Correlated electron interferometers for quantum computing

Single-electron and two-electron interference have been realized in a large variety of devices operating in the Integer quantum Hall regime, making them possible candidates for a flying-qubit implementation of quantum computing architectures[3]. In Ref.[1], we demonstrated the viability of coherent electron transport in a scalable design of the Mach-Zehnder interferometer and proposed its integration in a Conditional Phase Shifter, a two-qubit logic gate able to perform the entangling transformation for a universal set of quantum gates. To this aim, we numerically setup the 2D potential landscape reproducing modulation gates on top of an Hall Conditional Phase Shifter at bulk filling factor 2, and investigate two-electron scattering driven by Coulomb repulsion in its active region.
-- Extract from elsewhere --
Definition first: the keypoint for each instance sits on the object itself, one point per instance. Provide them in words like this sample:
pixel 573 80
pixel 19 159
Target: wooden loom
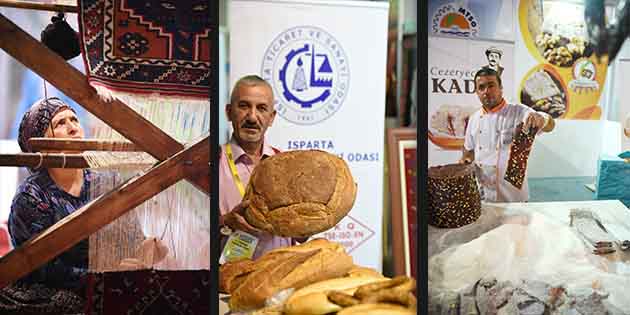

The dynamics of quasiparticles injected by single-electron sources in Hall interferometers is reproduced by describing charge carriers with localized wavepackets of edge states, and the exact two-fermion wavefunction is evolved with a parallel version of the Split-Step Fourier method[2]. In this approach, electron-electron interaction is introduced exactly in the two-particle Hamiltonian with a long-range Coulomb potential in 2D. We measure the spatial shift induced by Coulomb repulsion in the final two-electron wavefunction, and prove that electron-electron interaction generates a consistent phase shift in one of the four configurations of possible Landau levels occupancy at bulk filling factor 2. We further demonstrate that the conditional phase can be, in our design, as large as π and that it can be controlled by the static confinement potential.